You see, they're all undergoing "treatment" for their proposed psychiatric disorders - all of which apparently suffer from variations on delusions of grandeur - from Sarah Paulson's Dr. Ellie Staple. She has three days to cure them of these delusions or they will face the full force of what the authorities can throw at them. (Which is plot hole number one, given Mister Glass has been incarcerated for 19 years and no-one has cared enough to do more than thoroughly drug him into a stupour through that time.) Somehow this means that Samuel L Jackson does not even utter a spoken line until the halfway point of the film - which is odd given it is his character whom the film is named for. Not surprisingly then, he gives a more restrained performance than what he is usually known for, which is not a bad thing given who he is acting alongside.
Instead, the film belongs to James McAvoy as 24 different characters inhabiting Kevin Crumb's mind. He chews the scenery effectively, though is not as impressive as he was with his personality changes in Split. And finally, there is Bruce Willis as David Dunn, the man who is "unbreakable" and posses superhuman strength. He's had plenty of practice at playing world-weary, and he does so again here, but at least seems mildly interested in what is happening around him (which is a step up for Bruce in the latter part of his career).
The depiction here of mental health is somehow more offensive than it was in Split, perhaps mainly because Dissociative Identity Disorder is not just as depicted as monstrous but also something that can be cured easily in three days. (Though maybe I'm just being sensitive as this is the field I work in ...)

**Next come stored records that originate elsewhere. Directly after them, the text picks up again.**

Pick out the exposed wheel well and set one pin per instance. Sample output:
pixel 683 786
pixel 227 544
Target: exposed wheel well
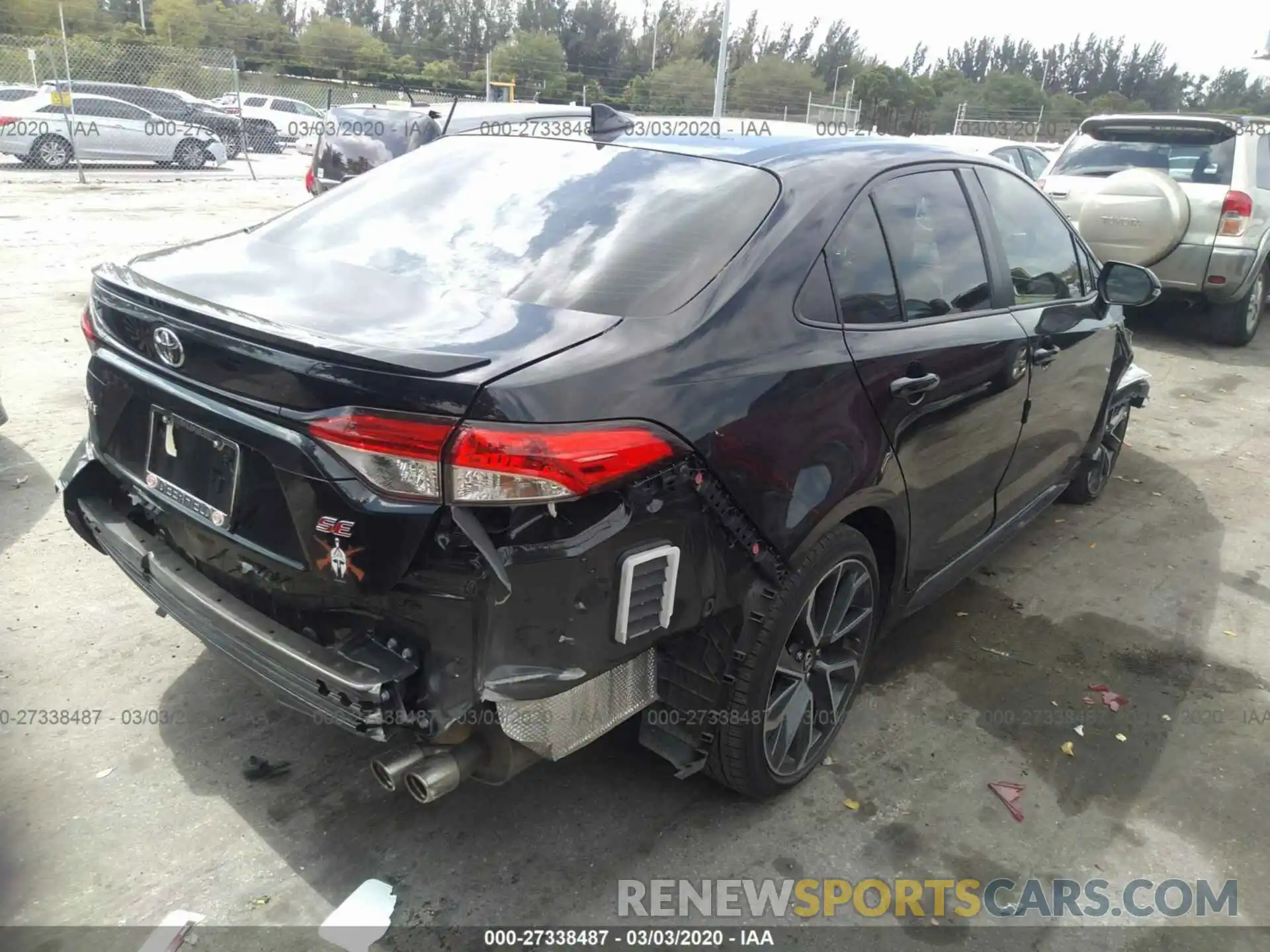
pixel 875 526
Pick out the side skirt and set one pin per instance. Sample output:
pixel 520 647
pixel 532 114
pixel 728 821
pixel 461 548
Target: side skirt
pixel 963 565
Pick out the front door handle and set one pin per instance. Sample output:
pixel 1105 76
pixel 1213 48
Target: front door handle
pixel 912 386
pixel 1044 356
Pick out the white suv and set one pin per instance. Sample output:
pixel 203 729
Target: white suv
pixel 1187 196
pixel 292 118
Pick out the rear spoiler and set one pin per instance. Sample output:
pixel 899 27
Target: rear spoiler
pixel 1206 130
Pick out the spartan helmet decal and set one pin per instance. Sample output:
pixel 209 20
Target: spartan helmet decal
pixel 341 560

The major issue with Glass - aside from all the shake-your-head plot holes - is it takes a long time to get all its pieces in place, and then rushes through its third act in a largely unsatisfying manner. Part of the reason for this is that there are a bunch of secondary characters whose presence only muddies the film until its very end (and even then, this could have been very easily written around). Speaking of ends, Split doesn't go for the earth-shattering twist which Shyamalan has long been known for, but it does want to be the smartest movie in the first quarter of the year. Yet none of what occurs in the last 15 minutes feels earned or impressive.
Shyamalan's stubborn insistence to cast himself in a minor role is again in play, and the references to comic books that worked well in Unbreakable are so on the nose here that they become maddening by film's end. For example: there's a magazine cover which prominently features the word "Marvel" in almost the exact same font as that which we're all familiar with, and for the life of me, I can't work out why Shyamalan would do such a thing except as a "clever" nod to the audience. ("See? This is a comic book film! It's always been a comic book film series. Aren't I amazing?!")
Overall, Glass offers a disappointing conclusion to what Shyamalan so impressively set up with the final scene of Split. Expectations should be enthusiastically tempered, even for the hardcore M Night fans out there.